A dissolução do Governo não existe. O Presidente da República pode demitir o executivo ou designar um novo primeiro-ministro em condições específicas, mas quando se fala no acto específico da dissolução, é preciso dizer que é sobre a Assembleia da República (AR) e sobre os seus 230 deputados que ele recai. Tem consequências no Governo? Pode ter, porque conduz obrigatoriamente a novas eleições, mas é uma acção directa sobre o Parlamento e indirecta sobre o executivo.
Lê-se no lexionário disponível no site do Diário da República Electrónico que "a dissolução da Assembleia da República consiste num acto político livre do Presidente da República que determina a cessação de funções desse órgão parlamentar antes de o mesmo completar a legislatura". Continua a definição: "O Presidente da República, no contexto do sistema político de governo semipresidencialista consagrado pela Constituição de 1976, tem a faculdade de aprovar um decreto de dissolução da Assembleia da República, ao abrigo da alínea e) do artigo 133.º da Constituição da República Portuguesa. A dissolução não acarreta necessariamente a demissão do Governo, mas implica a marcação de novas eleições parlamentares."
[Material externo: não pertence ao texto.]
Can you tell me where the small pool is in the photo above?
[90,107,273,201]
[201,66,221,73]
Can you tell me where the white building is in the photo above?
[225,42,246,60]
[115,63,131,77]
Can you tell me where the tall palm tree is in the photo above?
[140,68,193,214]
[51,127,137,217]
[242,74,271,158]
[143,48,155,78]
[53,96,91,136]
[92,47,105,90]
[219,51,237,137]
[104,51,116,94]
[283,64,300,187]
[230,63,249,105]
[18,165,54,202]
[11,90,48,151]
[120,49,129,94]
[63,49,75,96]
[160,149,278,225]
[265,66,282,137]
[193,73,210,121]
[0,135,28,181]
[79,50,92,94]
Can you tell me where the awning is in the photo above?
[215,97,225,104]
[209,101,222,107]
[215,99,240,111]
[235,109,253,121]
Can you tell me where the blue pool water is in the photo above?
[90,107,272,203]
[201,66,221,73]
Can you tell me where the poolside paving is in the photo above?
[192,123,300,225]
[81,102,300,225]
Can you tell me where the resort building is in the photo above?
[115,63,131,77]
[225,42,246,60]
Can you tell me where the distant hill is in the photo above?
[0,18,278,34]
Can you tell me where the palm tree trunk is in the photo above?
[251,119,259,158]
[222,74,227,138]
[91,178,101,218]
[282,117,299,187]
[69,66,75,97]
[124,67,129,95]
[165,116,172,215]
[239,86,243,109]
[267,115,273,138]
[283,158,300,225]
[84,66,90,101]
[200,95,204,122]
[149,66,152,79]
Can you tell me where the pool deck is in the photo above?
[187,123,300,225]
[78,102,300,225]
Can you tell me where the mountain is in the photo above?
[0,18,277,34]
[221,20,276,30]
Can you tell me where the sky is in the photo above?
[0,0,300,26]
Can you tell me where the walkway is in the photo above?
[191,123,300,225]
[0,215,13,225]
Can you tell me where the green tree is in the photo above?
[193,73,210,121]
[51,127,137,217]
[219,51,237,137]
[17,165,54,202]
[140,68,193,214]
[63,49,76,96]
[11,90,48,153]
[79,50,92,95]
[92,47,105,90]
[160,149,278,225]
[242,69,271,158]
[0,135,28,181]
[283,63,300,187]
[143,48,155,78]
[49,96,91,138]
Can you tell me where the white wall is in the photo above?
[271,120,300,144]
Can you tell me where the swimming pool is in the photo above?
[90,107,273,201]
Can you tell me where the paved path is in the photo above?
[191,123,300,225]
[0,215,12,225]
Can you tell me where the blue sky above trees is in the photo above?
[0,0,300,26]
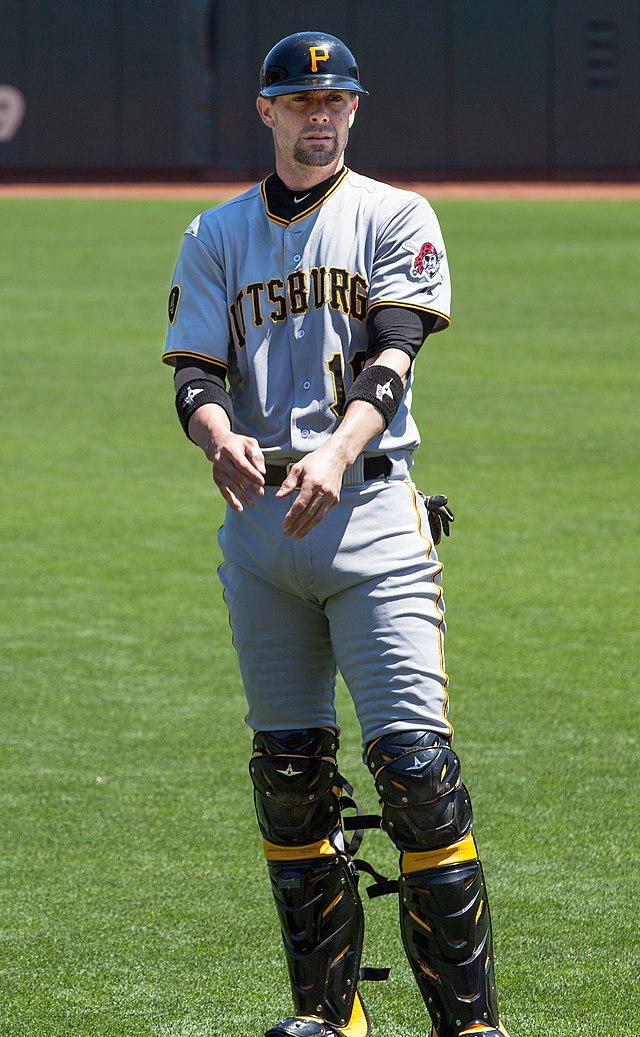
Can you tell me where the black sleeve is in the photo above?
[175,357,227,387]
[366,306,438,362]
A prática constitucional mostra que, "sem prejuízo de se tratar de um acto livre (...), as dissoluções ocorrem, usualmente, no contexto de uma crise política que envolve o Governo", explica-se no mesmo lexionário. É esta a falácia. Porque atingir o coração da AR, que é o garante da fiscalização do Governo, para demover um primeiro-ministro e a sua equipa problemática, parece-me mais um risco e um tiro ao lado do que uma aposta certeira. A menos que o Parlamento, ou grande parte dele, esteja de tal modo enredado nos problemas do executivo que o regular funcionamento das instituições democráticas esteja em causa.
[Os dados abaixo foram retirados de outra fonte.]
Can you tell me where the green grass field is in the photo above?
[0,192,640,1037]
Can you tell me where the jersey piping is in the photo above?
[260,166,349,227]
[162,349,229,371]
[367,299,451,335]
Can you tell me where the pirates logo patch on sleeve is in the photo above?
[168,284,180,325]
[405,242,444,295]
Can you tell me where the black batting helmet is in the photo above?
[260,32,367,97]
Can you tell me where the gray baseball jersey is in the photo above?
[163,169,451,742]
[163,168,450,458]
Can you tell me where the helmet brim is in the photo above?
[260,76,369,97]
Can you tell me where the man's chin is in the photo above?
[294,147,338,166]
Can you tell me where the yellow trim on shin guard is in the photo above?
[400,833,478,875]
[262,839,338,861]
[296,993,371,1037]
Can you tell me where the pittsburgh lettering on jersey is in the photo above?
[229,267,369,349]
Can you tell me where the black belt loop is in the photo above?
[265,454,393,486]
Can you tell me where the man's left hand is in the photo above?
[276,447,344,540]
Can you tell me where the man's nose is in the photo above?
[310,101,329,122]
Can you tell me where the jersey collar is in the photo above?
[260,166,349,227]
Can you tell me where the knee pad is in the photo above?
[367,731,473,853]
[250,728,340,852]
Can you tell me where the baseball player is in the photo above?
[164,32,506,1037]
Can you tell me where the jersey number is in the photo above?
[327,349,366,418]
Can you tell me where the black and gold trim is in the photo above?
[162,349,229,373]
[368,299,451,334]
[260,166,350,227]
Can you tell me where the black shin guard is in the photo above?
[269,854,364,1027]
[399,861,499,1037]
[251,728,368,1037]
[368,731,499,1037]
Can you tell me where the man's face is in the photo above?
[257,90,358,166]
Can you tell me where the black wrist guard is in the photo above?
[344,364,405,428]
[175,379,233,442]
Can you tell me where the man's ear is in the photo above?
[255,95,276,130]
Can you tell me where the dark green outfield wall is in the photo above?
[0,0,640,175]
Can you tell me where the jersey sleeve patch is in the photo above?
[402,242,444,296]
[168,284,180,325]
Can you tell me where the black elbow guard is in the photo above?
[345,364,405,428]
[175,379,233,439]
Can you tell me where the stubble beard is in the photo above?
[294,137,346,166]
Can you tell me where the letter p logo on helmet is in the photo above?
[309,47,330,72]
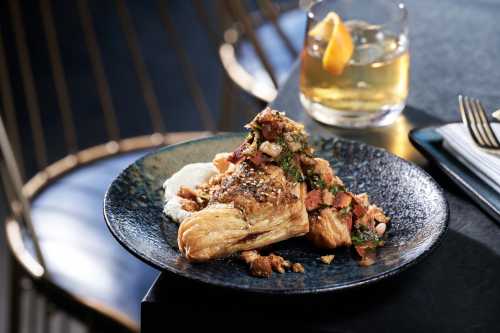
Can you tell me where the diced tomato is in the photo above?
[333,192,352,209]
[342,213,352,232]
[305,190,321,210]
[249,151,269,166]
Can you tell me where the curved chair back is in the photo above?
[0,0,256,331]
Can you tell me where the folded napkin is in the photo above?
[437,123,500,194]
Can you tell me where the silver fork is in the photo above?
[458,95,500,154]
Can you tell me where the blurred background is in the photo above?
[0,0,309,332]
Dissolver a AR no curto prazo, um ano e uns meses depois das eleições, quando não há sinais claros de que o tabuleiro tenha virado ou de que os portugueses já não se reconhecem nela, funcionaria como uma espécie de castigo pelo seu trabalho sofrível e um reconhecimento de que ela não está a funcionar conforme as regras democráticas. Isso ainda não é o que se passa neste momento. E escrevo ainda porque, com o desenrolar da comissão de inquérito à TAP, o que temos visto é que o regular funcionamento do Parlamento está cada vez mais contaminado pelos casos que desgastam o Governo – “erros localizados ainda que graves”, como disse Augusto Santos Silva na sessão do 49.º aniversário do 25 de Abril. E esse contágio pode reflectir-se negativamente na avaliação que o povo faz de ambas as instituições.
Quando (ou se) estes dois cenários se verificarem (uma maioria eleitoral diferente da que saiu das eleições ou um Parlamento que deixou de fazer o seu trabalho), a dissolução deixará de ser uma falácia. E, então, não haverá datas certas para eleições.